Ce sommet de fin d'année nous dit aussi beaucoup de ce qu'est devenue l'Europe aujourd'hui et des progrès qu'elle a accomplis au cours des neuf derniers mois. L'Europe a beaucoup changé, en dépit des crises auxquelles nous avons été confrontés. Nous nous sommes renforcés. Parmi l'ensemble des États membres, à quelques nuances près, évidemment, l'impératif de défense de la souveraineté européenne fait désormais consensus, de même que la capacité d'avancer ensemble sur notre sécurité, la santé de nos concitoyens, la relance de notre économie. Ce changement d'état d'esprit est fondamental. Le regard que nous portons sur nous-mêmes et sur le monde est en train de changer radicalement. Et cela, on le doit au travail inlassable que le Président de la République et vous-même avez mené ces trois dernières années.

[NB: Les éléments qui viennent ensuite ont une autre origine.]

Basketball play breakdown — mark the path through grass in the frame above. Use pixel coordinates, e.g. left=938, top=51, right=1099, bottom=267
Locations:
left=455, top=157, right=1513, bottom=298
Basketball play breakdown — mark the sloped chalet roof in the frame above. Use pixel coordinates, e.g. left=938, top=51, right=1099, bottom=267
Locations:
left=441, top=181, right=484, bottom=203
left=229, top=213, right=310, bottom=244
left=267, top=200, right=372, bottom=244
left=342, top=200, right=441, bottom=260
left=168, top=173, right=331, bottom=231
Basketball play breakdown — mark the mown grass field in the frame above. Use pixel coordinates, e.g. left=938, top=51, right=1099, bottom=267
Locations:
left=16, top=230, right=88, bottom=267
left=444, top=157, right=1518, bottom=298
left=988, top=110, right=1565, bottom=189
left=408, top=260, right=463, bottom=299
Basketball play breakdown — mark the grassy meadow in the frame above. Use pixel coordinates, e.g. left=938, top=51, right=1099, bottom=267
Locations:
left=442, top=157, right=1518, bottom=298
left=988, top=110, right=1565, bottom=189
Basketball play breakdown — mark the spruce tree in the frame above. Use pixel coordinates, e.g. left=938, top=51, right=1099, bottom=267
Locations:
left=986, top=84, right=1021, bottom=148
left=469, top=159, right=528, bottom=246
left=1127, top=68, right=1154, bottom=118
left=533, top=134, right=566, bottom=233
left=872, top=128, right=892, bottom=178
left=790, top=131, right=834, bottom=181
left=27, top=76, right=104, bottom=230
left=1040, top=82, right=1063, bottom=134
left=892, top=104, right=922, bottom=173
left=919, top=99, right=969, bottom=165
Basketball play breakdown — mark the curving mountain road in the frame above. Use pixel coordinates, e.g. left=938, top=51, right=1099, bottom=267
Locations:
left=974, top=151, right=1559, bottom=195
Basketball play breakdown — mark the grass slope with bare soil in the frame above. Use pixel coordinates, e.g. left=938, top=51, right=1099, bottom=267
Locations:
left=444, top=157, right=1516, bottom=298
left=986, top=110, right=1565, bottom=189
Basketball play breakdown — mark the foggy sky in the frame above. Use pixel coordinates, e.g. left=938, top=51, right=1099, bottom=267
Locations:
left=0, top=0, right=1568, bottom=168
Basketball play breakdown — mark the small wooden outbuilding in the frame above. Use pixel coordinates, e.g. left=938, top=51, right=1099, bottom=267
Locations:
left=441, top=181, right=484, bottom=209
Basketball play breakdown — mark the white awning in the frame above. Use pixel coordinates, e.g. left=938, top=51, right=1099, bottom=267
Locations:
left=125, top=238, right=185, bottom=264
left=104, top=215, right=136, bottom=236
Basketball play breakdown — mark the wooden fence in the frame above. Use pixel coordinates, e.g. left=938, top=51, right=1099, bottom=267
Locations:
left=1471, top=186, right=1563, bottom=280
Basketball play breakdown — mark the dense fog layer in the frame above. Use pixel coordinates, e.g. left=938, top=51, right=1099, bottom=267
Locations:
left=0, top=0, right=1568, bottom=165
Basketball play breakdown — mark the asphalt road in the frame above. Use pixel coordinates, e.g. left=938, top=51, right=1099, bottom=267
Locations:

Trois points de ce sommet résument parfaitement ce changement d'état d'esprit en Europe : c'est d'abord l'accord sur le budget européen et le plan de relance européen massif, qui a été entériné. On se rend compte qu'en l'espace de quelques mois, on est capable d'aller jusqu'à 2 000 milliards d'euros avec le cadre financier pluriannuel et le plan de relance, donc d'apporter une réponse économique suffisamment robuste pour dépasser la crise, là où, en 2008, il a fallu plusieurs mois, si ce n'est plusieurs années, pour y arriver.

Le deuxième point important, c'est évidemment la Turquie. Les Européens ont su faire preuve de fermeté en adoptant des sanctions afin qu'elle mette fin aux actions unilatérales qu'elle multipliait en Méditerranée orientale. Ce n'était pas forcément évident il y a quelques mois a vu des positions de certains États membres.

Troisième élément fondamental, le climat. L'Union européenne s'est montrée à la hauteur de son ambition climatique en se fixant des objectifs très ambitieux. C'est un changement d'état d'esprit majeur de la part de certains États membres.

Sur ce dernier point, j'aurais aimé vous interroger sur les déclarations du Président de la République, hier soir, devant la Convention citoyenne pour le climat. Il a annoncé un référendum afin de garantir la préservation de l'environnement dans la Constitution : c'est une décision fondamentale, que nous soutiendrons évidemment avec beaucoup de force. Il a également proposé d'européaniser la convention citoyenne, avec une convention citoyenne européenne. J'avais moi-même, avec d'autres, émis l'idée d'une convention citoyenne sur l'Europe, notamment dans la perspective de la présidence française, sur le modèle de la convention pour le climat. Vous y aviez réagi de manière positive. Où en est la réflexion sur ce sujet ? Plus globalement, qu'entend le Président de la République par une convention européenne ? Est-elle liée au climat, ou plus globale ?

Enfin, quel regard portez-vous sur l'année écoulée, avec le covid-19 et les progrès réalisés par les Européens ces neuf derniers mois ?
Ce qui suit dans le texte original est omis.